“Cam Girl” – Jeremy and the Harlequins
Speaking of old-school, take a listen to this one, which goes all Buddy Holly on us before we can figure out what year we’re actually in. And yes, re-imagining pre-Beatles rock’n’roll with 21st-century lyrical content is a something of a gimmick, but it should be noted that rock’n’roll history is chock full of gimmicks, some of which end up succeeding rather nicely, thank you. In the end, it comes down to two things: 1) is the song there?; and 2) is the song there?

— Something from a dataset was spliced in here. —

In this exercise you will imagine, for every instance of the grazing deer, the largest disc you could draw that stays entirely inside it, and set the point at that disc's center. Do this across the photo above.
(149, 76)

I think the song is here. Nothing happening on “Cam Girl” is rocket science, given how gleefully the song borrows from its antecedents (note the Roy Orbison bass line, as one clear example, the Presley lyrical reference as another), but the whole somehow rises resiliently above the sum of its parts. For as it turns out, the conceit is a powerful one; just hearing these words set to this music is a game-changer:
Tell me, girl, your name
Tell me you’re eighteen
Your profile came up on my MacBook screen
There is weight in this unexpected synthesis, particularly as Jeremy Fury and bandmates have not only ingested the sound and feel of late ’50s/early ’60s rock’n’roll but bring it back to us on real instruments (a theme this week, it seems), via analog recording. (If you don’t think this makes a difference you may not be listening that closely.) I find what this band is up to particularly compelling at a cultural moment when futurists are holding sway with the most small-minded of visions, by all appearances believing that present-day technology gives us license to trample on centuries of established human values and needs. The rather homely act of merging old-time rock with Net-gen subject matter strikes me as a subtle yet profound way of affirming the interconnection of generations. As Fury himself has written, in apparent response to reactions to his band’s music: “Stealing? No. Preserving the past for the sake of the future? Yes.” There: that’s exactly what seems to be missing from our collective, heedless hurling forward into the technological future: the idea that the past must itself be a part of the future too, that the future in fact is impoverished without it.
“Cam Girl” is a song from the first Jeremy and the Harlequins release, a self-titled EP that came out last month.